В таких случаях родственники самоубийц имели право на их погребение по церковному обряду, а завещания, если таковые, конечно, имелись, сохраняли свою законную силу. Во всех остальных случаях за совершение суицида лицо признавалось виновным в совершении преступления, лишалось всех прав, которые имело при жизни. Несмотря на существовавшие допущения, по существовавшей традиции самоубийц православного вероисповедания хоронили без отпевания за кладбищенской оградой и не служили по ним панихиду.
Тем не менее моду на такой эксцентричный уход из жизни задавали поэты, писатели, студенты и экзальтированные барышни.
Удел и рок печальный их —
В себе убить себя самих!
(Вальтер Скотт. Песнь последнего менестреля).
В Санкт-Петербурге бульварные газеты ежедневно сообщали о том или ином трагическом случае, связанном с самоубиенными. Странная эпидемия всерьёз встревожила городские власти, ведь только за первые три месяца 1907 года в столице и её окрестностях зарегистрировали 241 случай самоубийства, из которых 153 закончились смертью. Как удалось выяснить полиции, в числе побудительных мотивов на первом месте стояла «безвыходная материальная нужда», на втором — «неудовлетворённость жизнью и обманутая любовь», затем следовали «тоска по умершим и исчезнувшим родственникам», «растрата и припадок психической ненормальности». При этом большинство самоубийц принадлежали к интеллигенции.

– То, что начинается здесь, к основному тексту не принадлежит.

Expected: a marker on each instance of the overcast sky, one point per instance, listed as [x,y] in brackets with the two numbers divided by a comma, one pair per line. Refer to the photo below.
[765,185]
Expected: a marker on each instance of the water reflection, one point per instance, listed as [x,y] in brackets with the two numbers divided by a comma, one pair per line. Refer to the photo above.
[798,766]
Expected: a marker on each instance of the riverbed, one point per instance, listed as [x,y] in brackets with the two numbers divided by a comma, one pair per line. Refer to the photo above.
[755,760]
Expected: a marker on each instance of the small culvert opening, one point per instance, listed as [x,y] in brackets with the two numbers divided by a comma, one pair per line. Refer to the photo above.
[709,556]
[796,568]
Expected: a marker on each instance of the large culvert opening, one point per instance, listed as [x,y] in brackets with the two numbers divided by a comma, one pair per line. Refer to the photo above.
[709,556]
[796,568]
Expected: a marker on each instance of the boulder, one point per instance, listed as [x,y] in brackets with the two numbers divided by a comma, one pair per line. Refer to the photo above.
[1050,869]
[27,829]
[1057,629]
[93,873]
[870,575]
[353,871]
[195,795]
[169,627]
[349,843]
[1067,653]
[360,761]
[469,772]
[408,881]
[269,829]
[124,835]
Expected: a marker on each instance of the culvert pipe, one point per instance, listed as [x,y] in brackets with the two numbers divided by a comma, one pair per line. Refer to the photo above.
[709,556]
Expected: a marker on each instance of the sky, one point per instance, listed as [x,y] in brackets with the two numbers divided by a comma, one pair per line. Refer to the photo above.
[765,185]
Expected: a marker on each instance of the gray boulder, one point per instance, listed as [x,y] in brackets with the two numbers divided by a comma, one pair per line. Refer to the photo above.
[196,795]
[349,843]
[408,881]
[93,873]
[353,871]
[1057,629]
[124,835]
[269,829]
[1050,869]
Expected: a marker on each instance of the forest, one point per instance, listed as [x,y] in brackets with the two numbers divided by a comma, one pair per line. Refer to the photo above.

По данным Петербургского статистического отделения, в каждый из летних месяцев 1908–1910 годов происходило по 125–130 самоубийств и попыток к ним, в остальные месяцы — 80–120, затем их число стало немного снижаться: в июне 1911 года зафиксировали «всего» 62 попытки суицида — 44 мужчины и 18 женщин, большинство из которых было вызвано семейными неприятностями, разочарованием в жизни или безысходной нуждой.
По словам известного психиатра, доктора медицины и известного борца за всеобщую трезвость русского народа А. Л. Мендельсона, «эпидемия самоубийств» «заставляет думать о неотложной необходимости планомерной организации борьбы с этим непрекращающимся явлением» [1.181].
Однако, как отмечал в своей публицистической статье «О самоубийствах» Василий Розанов: «Нужно быть осторожным. Один гроб может потянуть за собою ещё гроб. Есть паника, ужас всех. Вообще есть коллективное собирательное, народное в страстях, по-видимому, индивидуальных. Обратно унизительной „панике“ может образоваться горделивый и горячий ток, увлекающий слабых к мысли о волнах горя, тоски, недоумения около „моего гроба“. Ведь есть вообще посмертные ожидания; есть страстнейшие желания „того, что может произойти только после моей смерти“. Не на этом разве держится социализм, опирающийся на „то, что будет после меня“ и чего ни в каком случае не будет „при мне“, не „будет при жизни“ вот этого социалиста. А идут… Умирают… Отчего же не умереть „ради великих волн чувства“ вслед за „моим гробом“, вокруг „моего гроба“? Самоубийца получит никак не меньше того, что „жертвующий собой“ социалист…» [1.218]
В свою очередь поэт-эгофутурист Иван Игнатьев (Казанский) написал в своём единственном стихотворном сборнике «Эшафот: Эго-фигуры»:
Я жизнью Жертвую — жИВУ…
Палач бездушный и суровый!
Я все сорву твои оковы —
Я так хочу!
Но я умру, когда разряд
Отклонит Милостивый вестник…
Хочу смертей в Бесчестном кресле!
Хочу! Хочу! Хочу! Я рад!..
Следуя своим творческим принципам, поэт покончил жизнь самоубийством 21 января 1914 года — перерезал себе горло опасной бритвой в день своей свадьбы.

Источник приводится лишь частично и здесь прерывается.